Onde está a vontade do homem e artista Rubens no desenho?

 

Essa pergunta que muitas vezes me faço, na verdade não tem sentindo. A vontade existe
enquanto ação, enquanto realização.


Se essa pergunta pudesse ser respondida de outra forma, de forma fácil e explícita, o
desenho de Rubens estaria morto.

 

A palavra vontade não faz sentido enquanto potência.

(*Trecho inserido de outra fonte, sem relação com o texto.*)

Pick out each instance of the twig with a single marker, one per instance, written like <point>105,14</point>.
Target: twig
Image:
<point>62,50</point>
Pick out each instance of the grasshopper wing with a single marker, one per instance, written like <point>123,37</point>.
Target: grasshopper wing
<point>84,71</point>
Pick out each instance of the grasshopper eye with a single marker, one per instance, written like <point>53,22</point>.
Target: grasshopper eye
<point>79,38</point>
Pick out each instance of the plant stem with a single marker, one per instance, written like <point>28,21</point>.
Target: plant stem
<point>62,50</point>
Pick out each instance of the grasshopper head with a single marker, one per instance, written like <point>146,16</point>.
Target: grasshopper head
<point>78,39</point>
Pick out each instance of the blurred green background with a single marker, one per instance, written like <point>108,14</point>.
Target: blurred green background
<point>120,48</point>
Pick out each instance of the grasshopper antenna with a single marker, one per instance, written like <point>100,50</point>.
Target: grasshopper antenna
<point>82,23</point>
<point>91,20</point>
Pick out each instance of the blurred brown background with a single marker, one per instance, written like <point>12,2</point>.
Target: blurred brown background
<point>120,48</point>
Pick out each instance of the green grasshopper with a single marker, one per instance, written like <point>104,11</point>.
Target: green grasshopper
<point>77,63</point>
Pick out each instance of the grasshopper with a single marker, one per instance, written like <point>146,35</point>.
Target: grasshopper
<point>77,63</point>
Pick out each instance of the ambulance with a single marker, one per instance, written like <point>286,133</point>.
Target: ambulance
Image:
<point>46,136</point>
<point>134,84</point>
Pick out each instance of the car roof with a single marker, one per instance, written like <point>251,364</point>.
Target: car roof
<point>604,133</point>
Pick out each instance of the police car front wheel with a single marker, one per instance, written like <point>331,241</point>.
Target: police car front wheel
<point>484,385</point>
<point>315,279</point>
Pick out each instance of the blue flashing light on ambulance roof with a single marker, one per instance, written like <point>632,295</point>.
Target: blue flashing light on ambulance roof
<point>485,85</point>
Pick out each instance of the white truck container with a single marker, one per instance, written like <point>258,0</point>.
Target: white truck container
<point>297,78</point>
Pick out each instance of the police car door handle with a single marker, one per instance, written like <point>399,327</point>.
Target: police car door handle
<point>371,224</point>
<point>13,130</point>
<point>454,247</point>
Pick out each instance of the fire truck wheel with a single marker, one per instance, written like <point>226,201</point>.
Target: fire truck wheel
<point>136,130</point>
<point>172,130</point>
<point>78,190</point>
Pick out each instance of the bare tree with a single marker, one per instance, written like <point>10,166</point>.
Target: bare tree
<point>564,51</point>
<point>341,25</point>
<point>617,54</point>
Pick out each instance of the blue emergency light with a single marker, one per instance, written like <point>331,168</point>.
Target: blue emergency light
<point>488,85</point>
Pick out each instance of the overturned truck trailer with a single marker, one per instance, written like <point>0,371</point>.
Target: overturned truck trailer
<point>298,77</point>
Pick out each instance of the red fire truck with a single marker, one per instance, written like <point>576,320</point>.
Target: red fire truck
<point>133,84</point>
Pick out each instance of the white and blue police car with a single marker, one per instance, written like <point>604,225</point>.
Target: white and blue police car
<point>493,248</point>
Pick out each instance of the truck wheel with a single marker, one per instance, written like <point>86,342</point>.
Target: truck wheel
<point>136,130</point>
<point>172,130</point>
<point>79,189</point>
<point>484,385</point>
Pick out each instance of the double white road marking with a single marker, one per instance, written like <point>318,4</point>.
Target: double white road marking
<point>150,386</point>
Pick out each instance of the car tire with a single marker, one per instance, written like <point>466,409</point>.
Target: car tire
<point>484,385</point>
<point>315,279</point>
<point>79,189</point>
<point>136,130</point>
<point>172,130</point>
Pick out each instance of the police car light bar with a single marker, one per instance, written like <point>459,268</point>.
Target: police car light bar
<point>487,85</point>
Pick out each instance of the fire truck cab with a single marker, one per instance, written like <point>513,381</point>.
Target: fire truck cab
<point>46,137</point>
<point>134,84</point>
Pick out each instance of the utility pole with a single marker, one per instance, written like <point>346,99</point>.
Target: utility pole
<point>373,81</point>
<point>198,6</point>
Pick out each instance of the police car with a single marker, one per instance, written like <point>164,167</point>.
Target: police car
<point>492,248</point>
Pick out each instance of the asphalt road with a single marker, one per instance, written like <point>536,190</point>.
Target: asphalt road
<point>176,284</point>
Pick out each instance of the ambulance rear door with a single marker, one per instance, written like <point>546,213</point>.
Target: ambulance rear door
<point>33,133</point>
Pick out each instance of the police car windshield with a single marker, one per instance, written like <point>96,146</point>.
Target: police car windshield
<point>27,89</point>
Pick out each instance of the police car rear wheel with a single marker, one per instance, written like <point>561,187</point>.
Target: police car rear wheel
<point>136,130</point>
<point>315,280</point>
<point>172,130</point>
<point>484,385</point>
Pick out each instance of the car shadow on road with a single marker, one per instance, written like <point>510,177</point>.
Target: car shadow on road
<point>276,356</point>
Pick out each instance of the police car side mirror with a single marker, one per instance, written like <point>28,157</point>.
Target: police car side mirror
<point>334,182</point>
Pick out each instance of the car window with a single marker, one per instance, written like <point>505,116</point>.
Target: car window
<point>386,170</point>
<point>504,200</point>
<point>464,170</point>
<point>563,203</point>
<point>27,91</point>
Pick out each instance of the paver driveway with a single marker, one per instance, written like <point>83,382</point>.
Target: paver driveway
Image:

Não faz sentido enquanto não
materialização.


A fúria, a ânsia de Rubens em fazer, em agir, em materializar é seu desespero de existir, de
se relacionar.

 

Se Rubens hoje tem esse montante de pessoas ao seu redor é porque ele construiu isso
desesperadamente. É porque trabalhou - e trabalha - incansavelmente para que ele possa
existir nesse mundo.

 

Todos nós queremos existir, todos nós queremos nos relacionar. Somos universos
encapsulados em carne e osso, somos feitos de matéria bruta. E assim como nós que somos
matéria, só podemos existir enquanto matéria.

 

Assim como nascemos de um trabalho, da libido, de um instinto de sobrevivência da espécie,
da relação entre dois seres, de todo um complexo orgânico se movimentando
incessantemente para uma vida existir, respirar não é suficiente.

 

Esquecemos da violência que é necessária para viver, que o mundo vai continuar se
movimentando mesmo que se esteja parado. A inércia é confortável e inevitável. E é fácil
achar que está vivo só por poder sentir o calor ou frio ao tocar o braço de outra pessoa.

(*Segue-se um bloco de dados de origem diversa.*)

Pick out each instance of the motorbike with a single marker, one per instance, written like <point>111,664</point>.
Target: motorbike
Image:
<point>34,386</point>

Acho que Rubens trabalha todo para não ser vulgar com a única coisa que lhe foi possível,
seu corpo. Seu corpo é tudo o que tem.

 

E não ser vulgar com seu corpo não significa que não possa bater uma punheta todos os dias
se quiser, mas sim que suas pernas não se restringem ao chão que seus pés tocam.

 

Que nascer numa família pobre, problemática dentro esse país caótico chamado Brasil, não
significa que tem de dar continuidade a essa linhagem que sucede o fracasso.

 

 

Rubens afia sua pequena faca todos os dias a 30 anos. Nunca a abandonou. Um dia, tudo
que ela era capaz de cortar eram lascas de um lápis, hoje faz fissuras nos ossos.